È iniziata a luglio la formazione “Il turismo sostenibile in chiave interculturale. Corso esperienziale su sviluppo turistico e ospitalità interculturale nell’Appennino bolognese”. Il corso nasce dalla collaborazione tra ASP Città di Bologna, che coordina il progetto SPRAR Metropolitano, Open Group e associazione YODA (che da anni organizza IT.A.CÀ, il Festival del turismo
responsabile). Gli iscritti, diciotto giovani italiani e stranieri, hanno trascorso un weekend immersi
nei monti di Montefredente, frazione del comune di San Benedetto Val di Sambro (Bo), partecipando a lezioni frontali e itinerari esperienziali, incontrando alcuni attori centrali dell’area.
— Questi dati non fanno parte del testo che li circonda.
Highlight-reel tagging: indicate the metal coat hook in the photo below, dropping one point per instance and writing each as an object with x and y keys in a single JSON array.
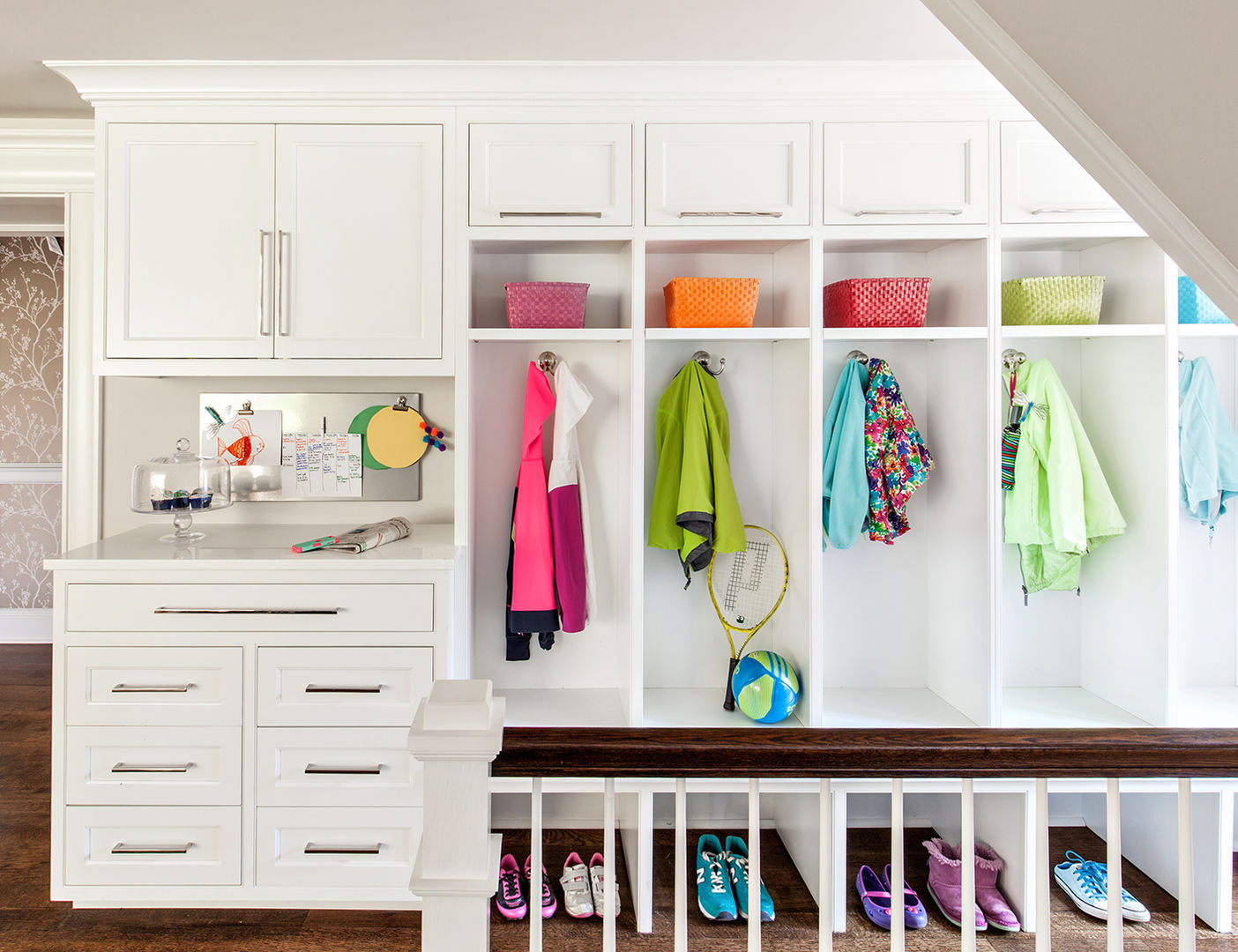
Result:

Il primo di altri tre fine settimana che si terranno a settembre. Il tema è il turismo sostenibile, come forma innovativa di dialogo interculturale e di sviluppo equo e responsabile per i
territori che lo ospitano. Attraverso una nuova idea di ospitalità interculturale
e di valorizzazione sostenibile delle risorse, il turismo può rappresentare, da un lato, un’opportunità di partecipazione inclusiva per migranti, richiedenti asilo e/o titolari di protezione internazionale e, dall’altra, uno strumento di sviluppo per territori che soffrono un progressivo spopolamento e una crisi del settore turistico. Come affermato da Pierluigi Musarò, presidente
dell’associazione YODA, “quando siamo turisti andiamo volentieri in cerca dell’esotico, del diverso, mentre una volta tornati a casa, il diverso ci fa paura. L’obiettivo è quindi quello di stimolare
l’incontro, l’accoglienza e l’ospitalità, come se fossimo sempre aperti al mondo”.